Sunday, 28 August 2011

23 Things for Professional Development: Thing #14

Although I do, and have, used referencing tools in the past, I don't use them that often. When I studied for my degree they didn't really exist the way they do now, and when I was studying for my Masters it always seemed like more effort to learn how to use the tools available than to just copy and paste references in the way I had always been used to doing.

Since I started working as an Assistant Librarian I have learnt to use RefWorks, because that's what most of our academics use - and it's really useful for me to know how it integrates with the repository. I like RefWorks, and find it easy and intutive to use. But I've been keen to experiment with Mendeley for a while, because it also seems to be quite well-used amongst our academics- and is often mentioned in relation to repositories.

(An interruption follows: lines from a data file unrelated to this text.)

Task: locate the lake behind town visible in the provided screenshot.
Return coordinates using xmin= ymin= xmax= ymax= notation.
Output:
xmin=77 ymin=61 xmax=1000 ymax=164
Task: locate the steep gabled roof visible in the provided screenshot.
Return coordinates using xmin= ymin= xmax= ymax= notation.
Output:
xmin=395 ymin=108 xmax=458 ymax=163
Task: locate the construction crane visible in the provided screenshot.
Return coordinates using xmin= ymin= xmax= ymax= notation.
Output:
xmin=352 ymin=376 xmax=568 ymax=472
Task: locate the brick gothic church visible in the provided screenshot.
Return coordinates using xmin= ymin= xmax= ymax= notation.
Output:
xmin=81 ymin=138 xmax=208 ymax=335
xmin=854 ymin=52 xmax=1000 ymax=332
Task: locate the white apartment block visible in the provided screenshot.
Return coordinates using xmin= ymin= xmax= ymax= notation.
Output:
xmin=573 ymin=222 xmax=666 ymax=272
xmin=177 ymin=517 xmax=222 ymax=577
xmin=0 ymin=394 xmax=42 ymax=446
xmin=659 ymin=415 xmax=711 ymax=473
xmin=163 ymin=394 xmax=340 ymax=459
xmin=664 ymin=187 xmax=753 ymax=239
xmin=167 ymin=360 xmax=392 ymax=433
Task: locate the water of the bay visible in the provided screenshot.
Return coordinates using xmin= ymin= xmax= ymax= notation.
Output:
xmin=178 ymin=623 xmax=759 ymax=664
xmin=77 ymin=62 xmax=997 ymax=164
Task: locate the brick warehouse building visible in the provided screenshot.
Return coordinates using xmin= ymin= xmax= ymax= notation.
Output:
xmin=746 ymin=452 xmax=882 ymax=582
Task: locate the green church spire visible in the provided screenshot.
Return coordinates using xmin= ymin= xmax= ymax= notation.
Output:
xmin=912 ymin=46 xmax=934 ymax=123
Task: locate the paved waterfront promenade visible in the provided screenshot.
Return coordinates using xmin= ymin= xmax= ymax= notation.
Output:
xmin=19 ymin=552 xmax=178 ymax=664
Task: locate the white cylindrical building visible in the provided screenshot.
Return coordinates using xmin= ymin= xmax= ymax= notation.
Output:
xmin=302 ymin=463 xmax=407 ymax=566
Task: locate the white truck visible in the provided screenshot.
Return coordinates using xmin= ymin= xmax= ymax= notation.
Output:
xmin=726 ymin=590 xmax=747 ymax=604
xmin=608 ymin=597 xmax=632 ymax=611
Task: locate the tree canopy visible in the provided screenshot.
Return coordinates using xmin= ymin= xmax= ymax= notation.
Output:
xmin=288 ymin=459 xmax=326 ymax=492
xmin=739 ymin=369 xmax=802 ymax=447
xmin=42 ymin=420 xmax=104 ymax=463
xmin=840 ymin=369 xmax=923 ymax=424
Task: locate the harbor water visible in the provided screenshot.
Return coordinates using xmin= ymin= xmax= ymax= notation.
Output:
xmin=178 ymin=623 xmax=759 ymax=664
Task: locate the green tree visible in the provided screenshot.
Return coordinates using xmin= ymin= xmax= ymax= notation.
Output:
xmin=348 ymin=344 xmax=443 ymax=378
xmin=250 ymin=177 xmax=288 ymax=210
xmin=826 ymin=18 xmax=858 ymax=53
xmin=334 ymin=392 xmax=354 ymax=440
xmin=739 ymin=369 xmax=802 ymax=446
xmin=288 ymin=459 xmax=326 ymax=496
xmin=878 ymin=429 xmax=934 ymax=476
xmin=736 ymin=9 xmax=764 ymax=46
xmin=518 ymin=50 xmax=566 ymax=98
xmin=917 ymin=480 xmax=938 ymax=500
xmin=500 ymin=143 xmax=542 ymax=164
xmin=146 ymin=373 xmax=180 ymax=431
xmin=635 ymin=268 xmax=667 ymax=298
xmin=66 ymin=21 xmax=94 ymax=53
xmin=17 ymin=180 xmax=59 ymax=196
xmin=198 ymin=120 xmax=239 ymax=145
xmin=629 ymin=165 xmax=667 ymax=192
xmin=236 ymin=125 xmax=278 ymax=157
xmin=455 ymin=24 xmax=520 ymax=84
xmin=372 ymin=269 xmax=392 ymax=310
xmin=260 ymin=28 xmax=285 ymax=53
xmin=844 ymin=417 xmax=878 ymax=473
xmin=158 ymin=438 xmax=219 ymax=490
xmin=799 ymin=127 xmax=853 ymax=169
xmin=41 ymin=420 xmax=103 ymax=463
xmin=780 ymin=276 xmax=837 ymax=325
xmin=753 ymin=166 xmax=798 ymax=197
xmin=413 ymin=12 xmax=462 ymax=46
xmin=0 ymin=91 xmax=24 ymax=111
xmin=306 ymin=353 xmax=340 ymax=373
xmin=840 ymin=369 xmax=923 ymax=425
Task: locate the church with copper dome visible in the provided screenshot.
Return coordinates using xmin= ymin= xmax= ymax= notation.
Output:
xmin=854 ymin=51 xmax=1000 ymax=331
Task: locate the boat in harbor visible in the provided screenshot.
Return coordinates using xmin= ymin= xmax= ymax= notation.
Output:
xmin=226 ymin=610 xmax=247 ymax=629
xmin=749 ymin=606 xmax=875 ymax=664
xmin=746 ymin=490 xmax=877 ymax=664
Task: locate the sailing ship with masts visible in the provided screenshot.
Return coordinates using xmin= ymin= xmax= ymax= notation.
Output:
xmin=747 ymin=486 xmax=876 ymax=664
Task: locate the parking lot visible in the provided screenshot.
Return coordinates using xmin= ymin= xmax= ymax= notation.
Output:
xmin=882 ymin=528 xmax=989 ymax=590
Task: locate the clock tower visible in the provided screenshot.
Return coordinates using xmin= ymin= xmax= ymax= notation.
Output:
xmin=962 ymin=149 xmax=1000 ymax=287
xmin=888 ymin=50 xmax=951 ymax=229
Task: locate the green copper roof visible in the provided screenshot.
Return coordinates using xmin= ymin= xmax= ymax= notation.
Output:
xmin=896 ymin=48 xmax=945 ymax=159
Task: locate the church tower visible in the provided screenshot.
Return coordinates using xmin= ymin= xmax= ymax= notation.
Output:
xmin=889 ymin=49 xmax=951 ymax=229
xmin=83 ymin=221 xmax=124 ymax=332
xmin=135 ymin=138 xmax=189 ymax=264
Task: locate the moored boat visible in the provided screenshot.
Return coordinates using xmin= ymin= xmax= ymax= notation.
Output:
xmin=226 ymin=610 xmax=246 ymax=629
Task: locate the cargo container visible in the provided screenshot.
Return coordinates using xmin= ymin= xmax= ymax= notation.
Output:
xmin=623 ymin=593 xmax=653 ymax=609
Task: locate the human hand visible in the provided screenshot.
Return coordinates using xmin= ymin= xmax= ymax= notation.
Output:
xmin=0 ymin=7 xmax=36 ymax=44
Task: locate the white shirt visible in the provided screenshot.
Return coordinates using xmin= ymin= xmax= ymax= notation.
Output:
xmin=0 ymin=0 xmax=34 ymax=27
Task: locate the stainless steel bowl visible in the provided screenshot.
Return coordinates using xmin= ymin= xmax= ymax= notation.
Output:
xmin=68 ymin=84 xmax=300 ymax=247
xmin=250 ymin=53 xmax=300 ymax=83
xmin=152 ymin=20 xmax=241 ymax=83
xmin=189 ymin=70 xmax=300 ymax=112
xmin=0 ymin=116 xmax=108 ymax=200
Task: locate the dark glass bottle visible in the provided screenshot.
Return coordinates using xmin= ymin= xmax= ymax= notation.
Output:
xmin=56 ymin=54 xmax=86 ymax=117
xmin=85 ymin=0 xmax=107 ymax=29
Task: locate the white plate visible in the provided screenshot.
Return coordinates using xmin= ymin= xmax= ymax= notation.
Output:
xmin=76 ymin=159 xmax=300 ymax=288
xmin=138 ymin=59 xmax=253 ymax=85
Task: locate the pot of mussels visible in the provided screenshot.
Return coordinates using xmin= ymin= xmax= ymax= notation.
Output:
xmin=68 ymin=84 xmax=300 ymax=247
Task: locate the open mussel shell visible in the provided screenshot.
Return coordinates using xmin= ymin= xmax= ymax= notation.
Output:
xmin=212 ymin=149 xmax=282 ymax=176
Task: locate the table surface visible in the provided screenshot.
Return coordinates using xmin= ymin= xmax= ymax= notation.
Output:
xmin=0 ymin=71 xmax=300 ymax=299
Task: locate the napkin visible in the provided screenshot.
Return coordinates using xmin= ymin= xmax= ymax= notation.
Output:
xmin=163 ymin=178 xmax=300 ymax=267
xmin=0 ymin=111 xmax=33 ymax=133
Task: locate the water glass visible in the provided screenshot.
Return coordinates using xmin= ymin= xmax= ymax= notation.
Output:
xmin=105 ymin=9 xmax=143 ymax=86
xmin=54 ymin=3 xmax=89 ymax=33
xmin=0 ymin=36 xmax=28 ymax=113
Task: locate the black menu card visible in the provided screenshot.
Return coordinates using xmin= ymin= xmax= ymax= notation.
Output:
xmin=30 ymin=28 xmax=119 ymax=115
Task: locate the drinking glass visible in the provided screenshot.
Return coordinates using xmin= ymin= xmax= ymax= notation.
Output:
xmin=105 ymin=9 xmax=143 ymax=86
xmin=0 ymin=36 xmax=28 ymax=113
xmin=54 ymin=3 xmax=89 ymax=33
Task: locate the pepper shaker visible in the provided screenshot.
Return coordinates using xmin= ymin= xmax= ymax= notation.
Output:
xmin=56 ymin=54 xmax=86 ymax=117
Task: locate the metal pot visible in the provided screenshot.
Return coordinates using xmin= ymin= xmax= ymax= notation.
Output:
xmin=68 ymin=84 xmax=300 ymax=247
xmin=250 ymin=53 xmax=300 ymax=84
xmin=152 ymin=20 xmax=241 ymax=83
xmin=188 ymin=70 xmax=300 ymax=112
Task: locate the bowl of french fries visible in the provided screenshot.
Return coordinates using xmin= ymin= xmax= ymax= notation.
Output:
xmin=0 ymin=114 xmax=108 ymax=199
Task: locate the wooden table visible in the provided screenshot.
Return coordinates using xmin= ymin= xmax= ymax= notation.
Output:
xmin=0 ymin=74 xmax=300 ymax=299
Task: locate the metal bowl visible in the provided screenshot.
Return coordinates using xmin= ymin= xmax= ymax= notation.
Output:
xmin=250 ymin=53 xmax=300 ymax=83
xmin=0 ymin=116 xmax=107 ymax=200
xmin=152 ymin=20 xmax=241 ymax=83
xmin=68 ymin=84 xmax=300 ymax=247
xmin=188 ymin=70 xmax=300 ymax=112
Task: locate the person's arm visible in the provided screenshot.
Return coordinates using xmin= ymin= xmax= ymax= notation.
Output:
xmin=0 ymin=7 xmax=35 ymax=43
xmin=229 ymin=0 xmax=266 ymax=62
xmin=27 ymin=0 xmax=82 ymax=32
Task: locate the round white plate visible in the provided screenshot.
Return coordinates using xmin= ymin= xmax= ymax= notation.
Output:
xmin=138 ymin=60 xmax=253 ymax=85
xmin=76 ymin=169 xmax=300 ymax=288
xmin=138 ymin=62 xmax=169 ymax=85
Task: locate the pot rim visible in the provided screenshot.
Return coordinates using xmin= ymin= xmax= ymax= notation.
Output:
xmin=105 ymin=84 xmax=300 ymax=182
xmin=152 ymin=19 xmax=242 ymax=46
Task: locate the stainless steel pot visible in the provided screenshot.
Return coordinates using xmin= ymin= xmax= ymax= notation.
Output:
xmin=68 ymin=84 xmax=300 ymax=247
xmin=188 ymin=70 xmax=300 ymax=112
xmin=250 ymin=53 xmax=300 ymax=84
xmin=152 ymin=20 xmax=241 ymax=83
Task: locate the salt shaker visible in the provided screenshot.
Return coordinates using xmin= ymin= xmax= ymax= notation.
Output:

After reading the info about Thing 14, I was also keen to experiment with Zotero as it sounded like the best of the three referencing tools mentioned. After having a bit of a play, I really liked how easy it was to import references into Zotero, and the way it just automatically attaches full text where a PDF is available is great. (I should probably mention at this point that I use a Firefox browser at home, through choice, so the fact that I couldn't use Zotero in IE didn't really bother me). However, I found exporting the references out of Zotero somewhat less intutive. It was fine once I had figured out exactly what buttons to click, but it took a bit of a play to find them. The Start guide was of some help, but it didn't feel like I was being told everything I needed to know. This is only my first play with Zotero, but it's something I think I'll use a lot more in future (both for keeping track of my own references and suggesting to others) on this evidence.

I also had a go with Mendeley. I have to admit, so far I’ve found this somewhat less intuitive to use than Zotero. In contrast to the five minutes it took me playing with Zotero to download references and export them, it took fifteen minutes or so playing with Mendeley to understand the basics. Of course, it may just be me, because I know I can be impatient and lazy when experimenting with new things. I might have a go with Mendeley again in the future (especially if I get more academics asking me about it), but for now I think Zotero has won me over.